Is the main character your alter-ego? 

 

No, not at all, and I think my life is far less interesting. When I was a student in the 90s and I felt the necessity to be as true as possible to the people I knew and the history as I know it. 

There we so many people I worked with, who kept losing their lives to AIDS and I missed having them, having their reassurance when I became a writer and published my first book. So essentially the film is about their spirit, which I feel so present even today. It’s a conversation that I never managed to have in real life. 

 

The mise-en-scene is amazing. There is one scene that stayed for me, the one with both characters in the bathtub. How did you manage to create this chemistry and atmosphere? 

 

It’s all thanks to the characters. I thought it would be so difficult to shoot and that I’d have to use many different cuts of the scene for the final edit. Of course it’s uncomfortable for them to be naked in a cold bathtub with ten people around them. They have a long dialogue and this scene has a theatrical element, hence I really wanted it to be a single shot, in real time. I wanted the emotion and the anxiety to sparkle through happiness and laughter. 

 

How do you approach sex scenes? 

 

I’ve noticed before actors who hold their breath waiting for the second scene to be over, only because the directors are imposing it on them.
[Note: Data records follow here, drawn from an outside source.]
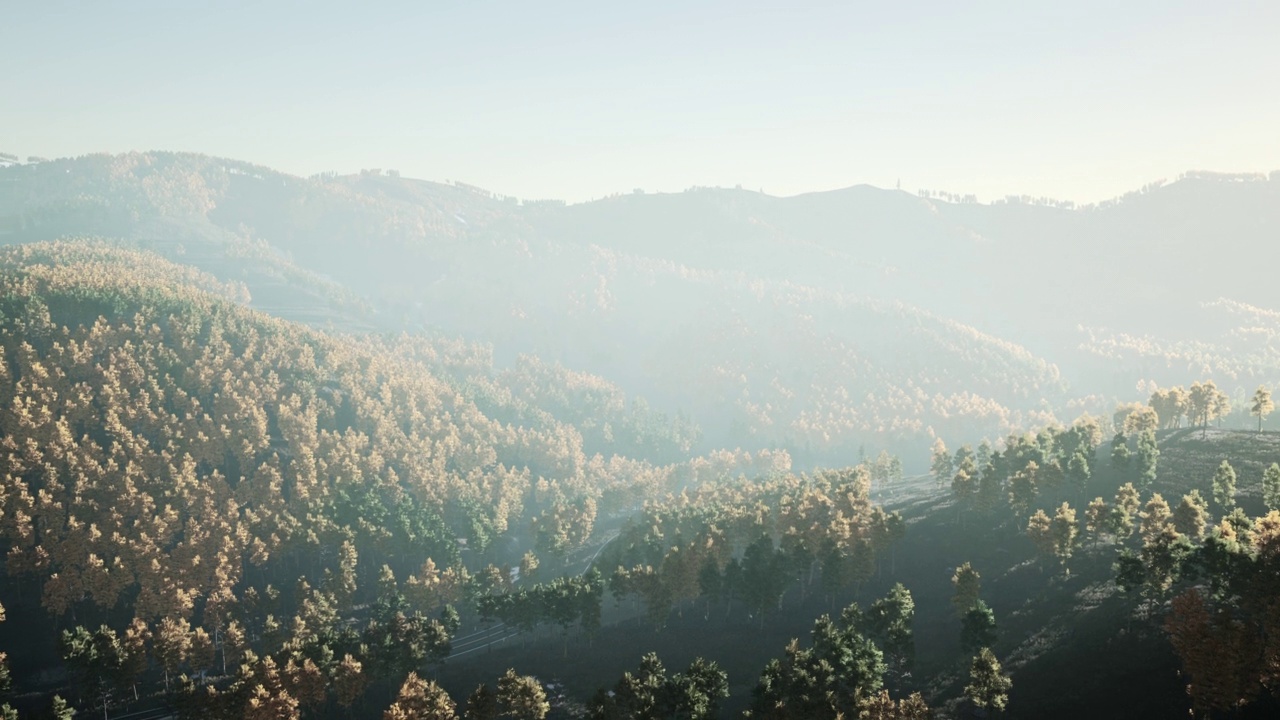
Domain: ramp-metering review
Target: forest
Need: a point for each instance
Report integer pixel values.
(364, 446)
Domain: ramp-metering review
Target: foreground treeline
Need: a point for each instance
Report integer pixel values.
(1198, 566)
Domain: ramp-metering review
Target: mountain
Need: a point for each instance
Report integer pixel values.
(821, 323)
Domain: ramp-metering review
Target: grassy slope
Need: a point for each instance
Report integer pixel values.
(1073, 645)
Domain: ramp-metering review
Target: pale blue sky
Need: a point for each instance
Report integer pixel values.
(1074, 99)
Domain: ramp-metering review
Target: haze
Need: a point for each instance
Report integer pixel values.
(577, 100)
(654, 361)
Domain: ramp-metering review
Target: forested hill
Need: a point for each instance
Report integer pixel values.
(819, 323)
(163, 443)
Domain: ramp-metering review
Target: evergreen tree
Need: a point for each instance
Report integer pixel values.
(1192, 515)
(1120, 455)
(968, 586)
(888, 623)
(1262, 405)
(420, 700)
(978, 628)
(1271, 487)
(1224, 487)
(988, 688)
(521, 697)
(941, 466)
(1148, 456)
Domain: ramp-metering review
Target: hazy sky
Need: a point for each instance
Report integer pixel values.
(1070, 99)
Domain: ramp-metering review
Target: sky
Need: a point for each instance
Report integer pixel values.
(1073, 100)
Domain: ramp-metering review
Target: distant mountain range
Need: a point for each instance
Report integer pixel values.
(824, 323)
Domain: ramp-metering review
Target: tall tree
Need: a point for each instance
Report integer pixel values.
(1262, 405)
(1192, 515)
(988, 688)
(967, 584)
(888, 623)
(1120, 454)
(1224, 487)
(421, 700)
(1063, 532)
(1271, 487)
(978, 628)
(941, 466)
(521, 697)
(1148, 458)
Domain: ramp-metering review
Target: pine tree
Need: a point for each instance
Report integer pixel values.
(421, 700)
(1023, 488)
(1262, 405)
(968, 586)
(348, 680)
(1040, 529)
(1120, 455)
(1191, 516)
(1271, 487)
(1224, 487)
(978, 628)
(522, 697)
(988, 688)
(1148, 458)
(941, 466)
(1097, 519)
(1063, 532)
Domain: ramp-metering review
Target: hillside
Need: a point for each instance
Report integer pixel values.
(819, 323)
For me it’s a contract, you have to ask your actors and get their permission to expose their bodies, their nudity. I also don’t like the moral hypocrisy of some directors who take their shot away from the characters and show the window or the wall instead. In La Vie D’Adele, I love the film buy I was terrified by the sex scene. I think Mr. Kechiche is abusing his power as male director over two young actresses. 

 

If we had to interpret the characters relationship via today’s standards for dating and being with someone, would you find meeting points? 

 

There are different trends and representations today. The film is a portrait of love and relationships in the 90s. It’s not only about dating, but also erotically, we behave very differently toward each today than back then. People are so much influenced by pornography today so it changed their fashion and mannerism, their approach toward sex and love. I want to hopefully be able to make a film about my experience today as a fourty-year-old gay man when I get to sixty in 2030.